Francisco Torres didn’t quite know what he was doing when he tore up his whole kitchen and bathroom 13 years ago. The new homeowner picked up a wrench and got to work on the pipes, and though he lacked formal training, he found himself actually relishing the experience.
But the pipes weren’t the only problem for this new homeowner. “I had a terrible mortgage, and a terrible interest rate. There were times when my bills weren’t paid, my mortgage wasn’t paid,” Torres says.
Francisco, a South End native, put himself through college, obtaining an Associate of Arts and Bachelor of Science in Business Administration. He grew up witnessing extreme violence, murder, and drug abuse, but persevered and was the first in his family to graduate from college. His first career out of school was as an aircraft mechanic, but he eventually realized that there were few opportunities in the industry, and it was very difficult to secure a promotion — particularly for a younger minority employee.

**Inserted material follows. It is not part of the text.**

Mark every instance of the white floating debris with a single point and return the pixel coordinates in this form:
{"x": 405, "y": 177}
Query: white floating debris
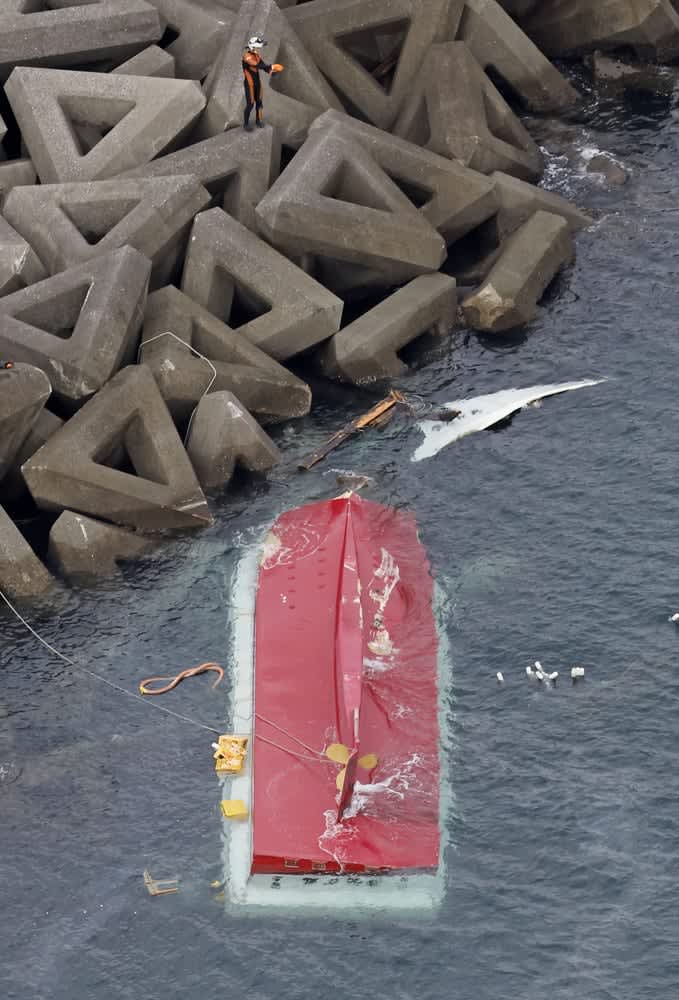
{"x": 481, "y": 412}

That’s when he saw a Facebook ad for the Building Pathways Pre- Apprenticeship Program, and decided to give it a try. “Mayor Walsh’s program gave me a second lease at life,” Francisco says. He became immersed in the program, visiting different trade halls and gaining practice at these facilities. Francisco obtained many certifications through Building Pathways, including Basic Life Support & First Aid, CPVC Blazemaster, OSHA 10 and Hoisting & Rigging. He even earned his CDL license from a Building Pathways affiliate. And though the bills at home kept coming, there was hope ahead.
“I knew, if I kept my head down, I’d get there.”
Just as valuable as the skills he acquired were the connections he was able to secure. “After you finish the ten weeks and pass the courses, you graduate. When you apply for apprenticeships at the different trades, Building Pathways advocates for you,” says Torres.
Remembering how much he enjoyed working on the piping systems in his home, he gravitated to Pipefitters Local 537. With the sponsorship of Susan Moir of UMass Boston, Karen Blessington of John Moriarty & Associates, and Andrew D’Angelo of Building Pathways, he now had both the skills and the backing that the Pipefitters were looking for.
He was ready to join Local 537 when tragedy struck.
Both of his parents were diagnosed with cancer almost simultaneously. While this was personally devastating, the Pipefitters made sure it would not derail his career. “I will never forget that,” Francisco says.
“The Pipefitters waited while I took care of both of my parents. And when I was able to return to work, they told me ‘When you’re ready, we’re ready.’ I was given a job within a week.”
At 38 years old, Francisco is older than your average apprentice. He may have taken a different path than others in his class at Local 537, but he’s found a career that has given him a viable present and a hopeful future
Francisco wrapped up his first-year apprenticeship, and has been able to work on interesting projects, such as Boston College’s new multi-million dollar recreation center. He’s most proud of his work on the Pipefitters’ new training center, which held its grand opening earlier this year.
He’s now equipped with professional pipefitting experience, but his concerns go beyond the kitchen and bathroom of his home now. He has a 19-year-old daughter in college, an 11-year-old son, and 9-year-old daughter. The benefits that come with being an apprentice provides him the solid foundation to take care of their needs.
“I’ve been relying heavily on my medical benefits. Construction industry benefits are top-notch, second to none. My whole family is covered; I have no fear of emergency room visits or regular visits. Because of my career, that stress is gone,” says Torres.
In his spare time, Francisco enjoys giving back to his community. For the past seven Thanksgivings, he has paid for dozens of turkeys out of his own pocket, partnering with a nonprofit to distribute them to residents in the South End neighborhood where he grew up. Francisco also coaches football and judo. “I definitely don’t want to stand still,” he says.
“I want to keep looking for more training and some day, maybe have my own company, something that I can pass on to my children. Something where I can run the whole project.”